For decades, Michael Buffer has been the voice of professional boxing thanks to his incredibly iconic catchphrase, “Let’s get ready to rumble!” However, the world-famous announcer didn’t start out knowing exactly what to say before every boxing match. Here are six mediocre catchphrases Michael Buffer dabbled with before landing on “Let’s get ready to rumble.”
1. “Skirmish time is now!” This is one of the first catchphrases Buffer tried out, inspired by the thesaurus entry for the word “fight.” Unfortunately, the magic of the creative word choice failed to get the audience riled up, even when Buffer continued to tweak the phrase (“Brawl hour is imminent,” “The quarrel era happens promptly”).

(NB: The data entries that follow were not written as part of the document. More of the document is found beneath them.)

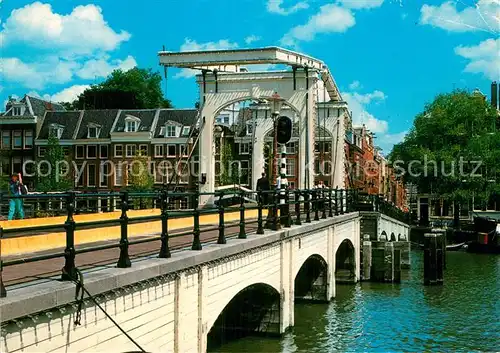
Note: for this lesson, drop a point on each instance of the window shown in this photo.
(63, 169)
(80, 152)
(249, 129)
(162, 172)
(170, 130)
(6, 139)
(18, 139)
(143, 150)
(17, 165)
(28, 139)
(290, 166)
(131, 126)
(79, 175)
(118, 174)
(5, 168)
(103, 149)
(41, 151)
(158, 150)
(184, 150)
(91, 175)
(244, 148)
(118, 150)
(93, 132)
(103, 174)
(92, 152)
(131, 150)
(244, 172)
(291, 148)
(171, 151)
(56, 131)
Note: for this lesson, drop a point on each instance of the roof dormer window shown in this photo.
(170, 129)
(249, 129)
(132, 123)
(56, 130)
(93, 131)
(18, 110)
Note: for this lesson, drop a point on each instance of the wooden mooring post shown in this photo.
(433, 259)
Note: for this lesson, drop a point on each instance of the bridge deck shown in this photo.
(28, 272)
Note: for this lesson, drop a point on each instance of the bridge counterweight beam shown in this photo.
(222, 236)
(341, 201)
(124, 260)
(69, 269)
(260, 228)
(164, 250)
(316, 205)
(196, 226)
(297, 208)
(3, 291)
(242, 234)
(330, 210)
(307, 206)
(323, 203)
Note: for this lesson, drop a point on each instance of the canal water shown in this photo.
(462, 315)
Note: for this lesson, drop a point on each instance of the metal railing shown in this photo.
(285, 207)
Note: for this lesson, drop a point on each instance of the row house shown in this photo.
(18, 127)
(370, 172)
(102, 145)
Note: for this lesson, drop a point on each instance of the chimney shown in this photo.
(494, 94)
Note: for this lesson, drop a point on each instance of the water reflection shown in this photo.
(462, 315)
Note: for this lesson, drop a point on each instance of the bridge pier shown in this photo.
(183, 303)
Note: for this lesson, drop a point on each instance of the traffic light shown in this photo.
(283, 129)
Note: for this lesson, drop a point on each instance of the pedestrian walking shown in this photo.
(16, 189)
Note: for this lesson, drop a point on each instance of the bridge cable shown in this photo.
(81, 290)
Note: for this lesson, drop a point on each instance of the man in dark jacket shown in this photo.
(15, 203)
(264, 185)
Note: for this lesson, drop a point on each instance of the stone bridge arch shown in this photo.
(254, 309)
(311, 281)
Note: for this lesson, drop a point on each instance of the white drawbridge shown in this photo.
(224, 80)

2. “On your mark, get set, boxing match!” What works in one sport doesn’t always transfer to another. Buffer learned that the hard way when he tried this catchphrase out at Madison Square Garden to a lackluster response.

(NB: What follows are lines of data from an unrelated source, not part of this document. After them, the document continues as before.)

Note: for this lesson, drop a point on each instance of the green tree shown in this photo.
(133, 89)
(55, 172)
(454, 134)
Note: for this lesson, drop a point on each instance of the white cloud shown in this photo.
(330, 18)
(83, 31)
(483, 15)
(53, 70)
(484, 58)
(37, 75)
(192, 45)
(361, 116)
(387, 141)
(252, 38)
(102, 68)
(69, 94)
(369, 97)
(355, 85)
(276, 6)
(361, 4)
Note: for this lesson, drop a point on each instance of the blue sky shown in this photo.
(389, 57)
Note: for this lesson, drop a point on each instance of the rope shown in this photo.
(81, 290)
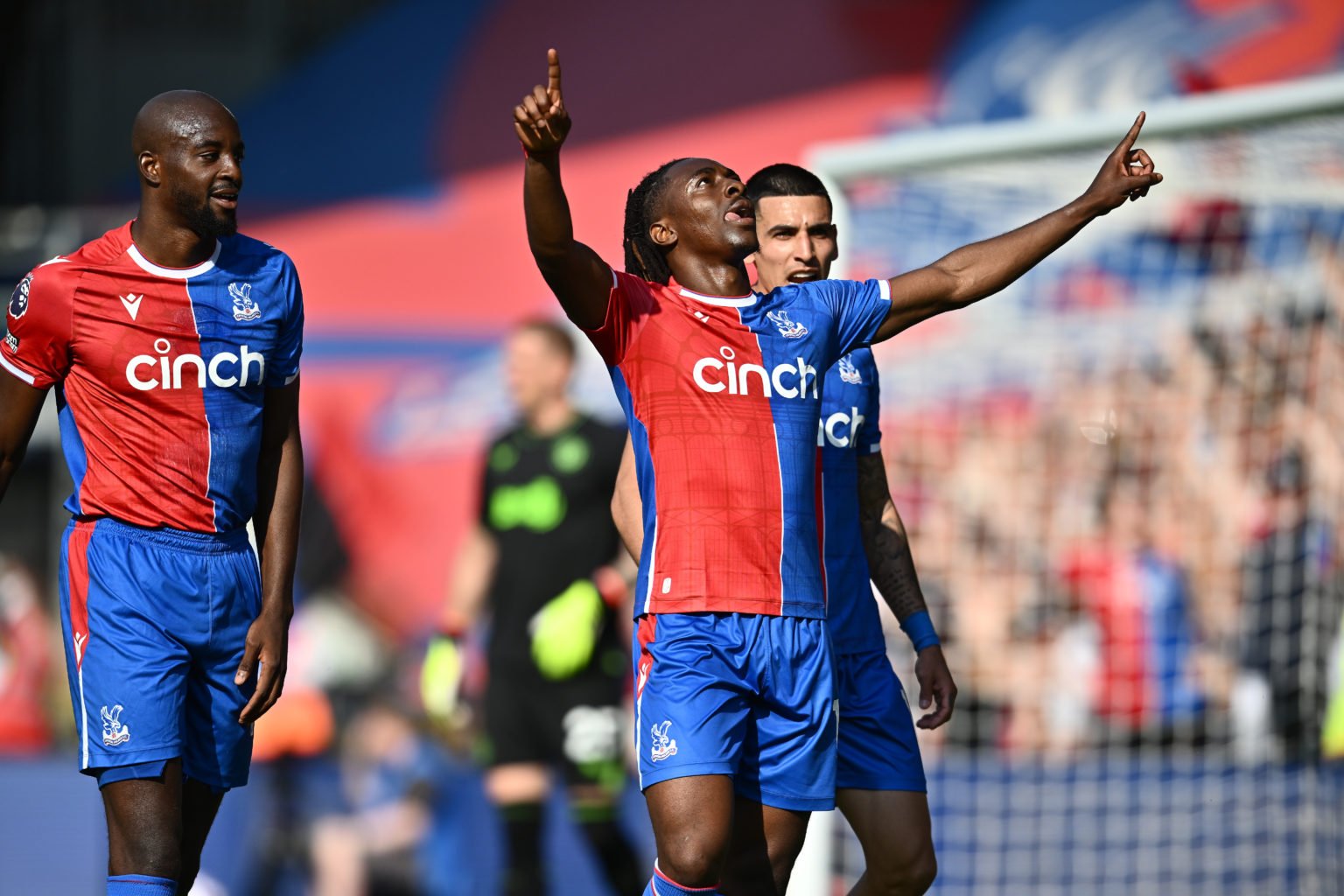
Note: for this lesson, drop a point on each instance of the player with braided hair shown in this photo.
(641, 256)
(735, 724)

3. “Its clobberin’ time!” Marvel’s legal team made sure this catchphrase didn’t last long.
4. “Now dawns the time for which we gamely wait,
The fight at last between two muscled men.
A crowd of thousands bonded by the fate
Of heroes who must prove their strength again.
They stalk the ring with passions running high
Prepared to jab and cross and block and hook.
But till the bell allows their gloves to fly
They try to best their foe with just a look.
And now, my friends, the wait is at an end
For in their corners our two fighters stand.
The referee will see who’s first to bend
And who will win the day and raise his hand.
So all who are attending here tonight,
At last let’s lift our voices for the fight!”
Though notable for its clever rhyme scheme and impressive command of iambic pentameter, this beautifully rendered sonnet simply didn’t get the appreciation it deserved when Buffer shouted it to a rowdy crowd of 17,000 boxing fans at the MGM grand.
5. “Ladies and gentlemen! Feast your eyes on these half-naked warriors! They dance for your pleasure! They destroy each other for your delight!” For this unique call to action, Buffer tried a slightly more intense, almost mystical tone that made everyone in the audience feel pretty uncomfortable. Some people even began to question the morality of enjoying boxing at all, which wasn’t great for business.
6. “Oi, guv, let the fellows wallop, innit!” Buffer first tested out this one-liner, delivered in a thick cockney accent, after spending some time in England. Unfortunately, most Americans didn’t really understand it, and Brits mostly found it deeply reductive of their culture.